UK inflation in surprise fall
The fall in the UK inflation rate for June, announced last week, took many economists by surprise. The headline annual rate fell from 2.9% in May to 2.6%. The drop was driven by lower fuel costs as well as the significant year on year drop in the pound beginning to fall out of the annual figure. However, most commentators are not anticipating that this is the peak and there will be several more months of higher inflation, potentially breaching 3%, before beginning to fall back. Nevertheless, the weaker figures dampened expectations that there might be an interest rate rise from the Bank of England in the near future and as a result, there was a slight fall in the pound. The fall in the rate of inflation will be better news for the consumer, as it lessens the strain on real incomes which are now falling less quickly. Weakening growth in producer input and output prices are indicating that there will be downward pressure on inflation over the coming year.

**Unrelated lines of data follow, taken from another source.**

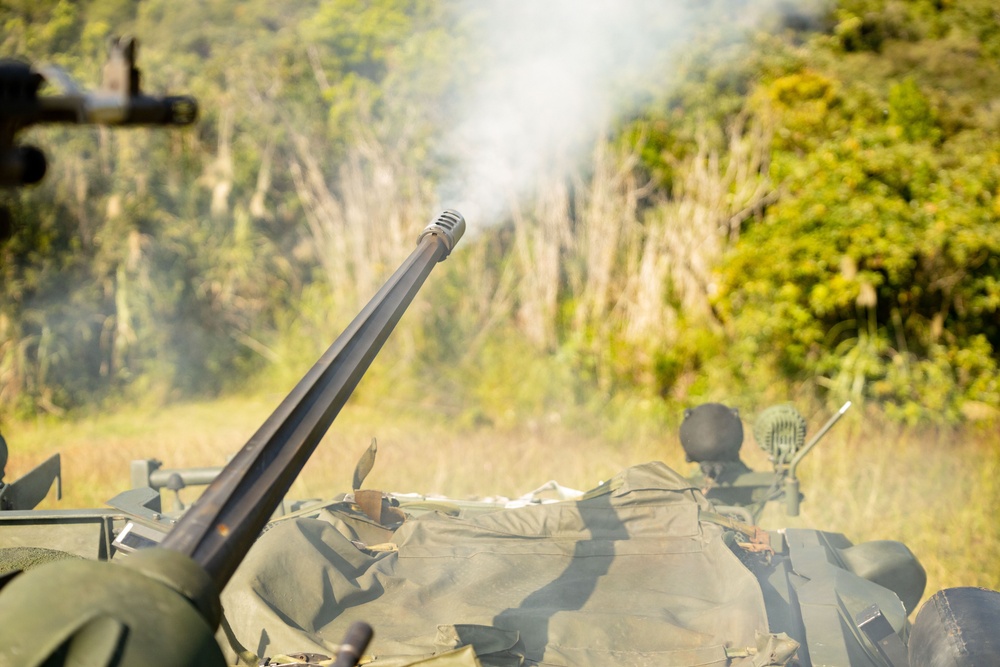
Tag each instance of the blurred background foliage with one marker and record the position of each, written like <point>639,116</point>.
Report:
<point>811,213</point>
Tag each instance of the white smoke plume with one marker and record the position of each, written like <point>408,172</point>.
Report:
<point>553,74</point>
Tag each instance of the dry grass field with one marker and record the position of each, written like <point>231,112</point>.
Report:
<point>937,491</point>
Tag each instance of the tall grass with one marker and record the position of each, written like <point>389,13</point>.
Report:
<point>935,491</point>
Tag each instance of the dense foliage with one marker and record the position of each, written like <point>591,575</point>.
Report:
<point>808,210</point>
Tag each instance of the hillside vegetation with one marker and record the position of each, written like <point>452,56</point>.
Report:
<point>791,205</point>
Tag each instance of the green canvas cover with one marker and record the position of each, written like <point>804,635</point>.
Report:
<point>628,575</point>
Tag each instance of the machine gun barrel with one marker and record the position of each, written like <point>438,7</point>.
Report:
<point>221,525</point>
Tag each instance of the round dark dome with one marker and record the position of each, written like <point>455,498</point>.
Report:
<point>712,432</point>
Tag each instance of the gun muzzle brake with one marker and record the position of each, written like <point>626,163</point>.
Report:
<point>449,225</point>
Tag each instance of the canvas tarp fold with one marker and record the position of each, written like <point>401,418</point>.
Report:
<point>626,576</point>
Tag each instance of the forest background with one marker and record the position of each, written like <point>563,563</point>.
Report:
<point>668,204</point>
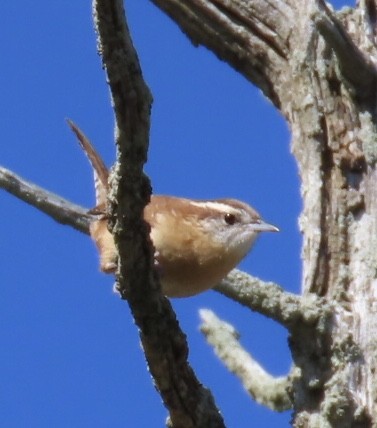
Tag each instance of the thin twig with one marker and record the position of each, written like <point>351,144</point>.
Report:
<point>264,388</point>
<point>165,345</point>
<point>271,300</point>
<point>59,209</point>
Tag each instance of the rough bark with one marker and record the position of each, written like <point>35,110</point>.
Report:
<point>318,69</point>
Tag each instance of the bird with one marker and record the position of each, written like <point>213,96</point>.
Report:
<point>197,242</point>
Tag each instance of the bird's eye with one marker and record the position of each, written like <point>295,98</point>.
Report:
<point>230,218</point>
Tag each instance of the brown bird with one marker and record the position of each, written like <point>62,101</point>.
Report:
<point>197,242</point>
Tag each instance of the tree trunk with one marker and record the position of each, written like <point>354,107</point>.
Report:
<point>317,67</point>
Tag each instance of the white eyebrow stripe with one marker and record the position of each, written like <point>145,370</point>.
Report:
<point>217,206</point>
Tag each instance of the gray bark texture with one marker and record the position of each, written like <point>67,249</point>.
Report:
<point>318,68</point>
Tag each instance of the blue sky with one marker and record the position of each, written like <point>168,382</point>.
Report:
<point>70,354</point>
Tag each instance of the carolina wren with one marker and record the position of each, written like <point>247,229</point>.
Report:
<point>197,242</point>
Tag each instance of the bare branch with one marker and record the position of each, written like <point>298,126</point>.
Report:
<point>165,346</point>
<point>251,36</point>
<point>59,209</point>
<point>271,300</point>
<point>360,72</point>
<point>263,387</point>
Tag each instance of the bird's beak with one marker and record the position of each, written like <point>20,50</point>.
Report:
<point>264,227</point>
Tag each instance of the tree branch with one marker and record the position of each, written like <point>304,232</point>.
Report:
<point>59,209</point>
<point>356,67</point>
<point>253,37</point>
<point>264,388</point>
<point>271,300</point>
<point>165,346</point>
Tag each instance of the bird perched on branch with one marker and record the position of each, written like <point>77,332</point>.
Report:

Government borrowing increased last month from a year earlier, marking a turnaround from the narrowing deficit seen during the previous government. While tax receipts have been increasing, government expenditure rose at a faster rate. One of the primary drivers of this increase was a higher cost of borrowing for index linked gilts. This will limit the scope for Philip Hammond to increase spending in the next budget. As a result, tight fiscal policy is likely to remain a drag on economic growth for the foreseeable future. Furthermore, the government is now much more sensitive to interest rates and inflation as the total debt burden is significantly higher than it was before the financial crisis.
Elsewhere, the Euro has continued to deliver strong gains over major currencies as the European economy improves, political risk reduces, and investors rush to rebuild exposure to the continent’s assets. The currency is up over 11% since the start of the year against the US dollar, although it is still significantly below the levels seen in 2014. As a result, many are anticipating that this is the beginning of a strong rally for the Euro. However, its progress could be easily derailed by a slower than anticipated tapering by the European Central Bank or a weakening of the economic momentum.
|UK 10 Year Gilt Yield||1.289||1.18||-0.109||-8.46%|
UK preliminary GDP figures will be announced on Wednesday as well as the Federal Reserve interest rate announcement. On Friday Japanese inflation and unemployment figures will be released.